This is another dramatic ballad with vocal feature. I have this listed as the seventeenth chart out of the 24 that we were assigned for the year, but I’m guessing at the order based on the order from my tape archives.
There are some deep feelings and emotions embedded in this chart. First of all, Dick assigned it to me directly - I’ll never forget that - and it crossed my mind that he may have been challenging me with this tune since there’s some complexity to it, and not just the 9/8 meter but the lyrical and emotional meaning to the song.
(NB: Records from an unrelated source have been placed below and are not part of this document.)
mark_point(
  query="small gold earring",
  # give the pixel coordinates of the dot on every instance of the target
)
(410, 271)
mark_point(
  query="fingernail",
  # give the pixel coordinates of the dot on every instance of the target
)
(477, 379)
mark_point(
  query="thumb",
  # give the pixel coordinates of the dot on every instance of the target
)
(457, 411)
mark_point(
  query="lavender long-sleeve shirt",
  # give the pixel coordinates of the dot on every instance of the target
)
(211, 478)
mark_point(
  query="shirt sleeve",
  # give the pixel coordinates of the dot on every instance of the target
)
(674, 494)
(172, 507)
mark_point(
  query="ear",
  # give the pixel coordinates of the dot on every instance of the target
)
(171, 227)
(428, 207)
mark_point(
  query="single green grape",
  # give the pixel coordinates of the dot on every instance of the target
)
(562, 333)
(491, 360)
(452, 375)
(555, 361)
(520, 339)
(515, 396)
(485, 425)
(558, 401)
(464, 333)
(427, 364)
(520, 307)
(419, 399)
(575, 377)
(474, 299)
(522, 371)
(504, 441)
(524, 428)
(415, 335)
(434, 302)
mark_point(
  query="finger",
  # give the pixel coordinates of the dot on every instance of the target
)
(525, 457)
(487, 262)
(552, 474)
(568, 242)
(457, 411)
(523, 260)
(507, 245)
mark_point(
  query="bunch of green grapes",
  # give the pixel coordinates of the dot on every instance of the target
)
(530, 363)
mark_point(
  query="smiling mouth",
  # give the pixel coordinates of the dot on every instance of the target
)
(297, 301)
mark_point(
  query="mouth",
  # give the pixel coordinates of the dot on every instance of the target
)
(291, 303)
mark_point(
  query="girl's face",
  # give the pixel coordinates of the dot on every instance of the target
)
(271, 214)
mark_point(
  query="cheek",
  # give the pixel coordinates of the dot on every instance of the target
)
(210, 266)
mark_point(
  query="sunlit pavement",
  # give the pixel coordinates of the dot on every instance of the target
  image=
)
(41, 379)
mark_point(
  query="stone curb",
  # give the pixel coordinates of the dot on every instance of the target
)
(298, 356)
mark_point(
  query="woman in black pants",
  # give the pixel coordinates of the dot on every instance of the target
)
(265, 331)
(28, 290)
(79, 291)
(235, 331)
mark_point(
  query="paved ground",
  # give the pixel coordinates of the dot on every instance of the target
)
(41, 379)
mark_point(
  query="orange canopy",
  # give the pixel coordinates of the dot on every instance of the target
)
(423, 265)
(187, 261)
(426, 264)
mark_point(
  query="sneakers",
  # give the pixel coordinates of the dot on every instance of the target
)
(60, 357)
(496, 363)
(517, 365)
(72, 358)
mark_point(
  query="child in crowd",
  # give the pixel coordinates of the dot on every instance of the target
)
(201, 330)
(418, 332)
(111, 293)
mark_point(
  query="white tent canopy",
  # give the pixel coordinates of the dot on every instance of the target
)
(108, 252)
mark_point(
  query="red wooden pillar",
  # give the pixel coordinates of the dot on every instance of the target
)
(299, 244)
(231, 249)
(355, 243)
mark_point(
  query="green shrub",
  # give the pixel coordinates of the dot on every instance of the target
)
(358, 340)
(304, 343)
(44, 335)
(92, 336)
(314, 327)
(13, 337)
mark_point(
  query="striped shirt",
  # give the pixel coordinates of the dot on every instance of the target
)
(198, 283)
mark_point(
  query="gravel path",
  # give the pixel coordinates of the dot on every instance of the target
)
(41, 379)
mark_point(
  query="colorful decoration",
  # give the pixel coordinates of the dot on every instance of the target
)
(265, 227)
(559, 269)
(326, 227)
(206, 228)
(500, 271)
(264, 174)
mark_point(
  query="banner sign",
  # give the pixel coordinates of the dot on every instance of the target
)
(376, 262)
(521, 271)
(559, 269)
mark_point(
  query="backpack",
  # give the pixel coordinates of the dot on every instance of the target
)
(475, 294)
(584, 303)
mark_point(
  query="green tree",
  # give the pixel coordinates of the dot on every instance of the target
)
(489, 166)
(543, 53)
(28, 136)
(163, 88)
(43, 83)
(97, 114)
Dick was very aware of how important the lyrics were for any song and what that meant for the arranger.
When Dick handed me the lead sheet in class he waited for me to look at it for a second then asked something like: “Do you know the meaning behind this song?” I think I nodded and said I was familiar with it. But inside I was thinking, “Um, something to do with clowns?”
The truth is that at the age of twenty-one I’d experienced love, had been in love (or so I thought), but had never experienced a deep, desperate unrequited love. So no, I had no real understanding about what Send In The Clowns was about.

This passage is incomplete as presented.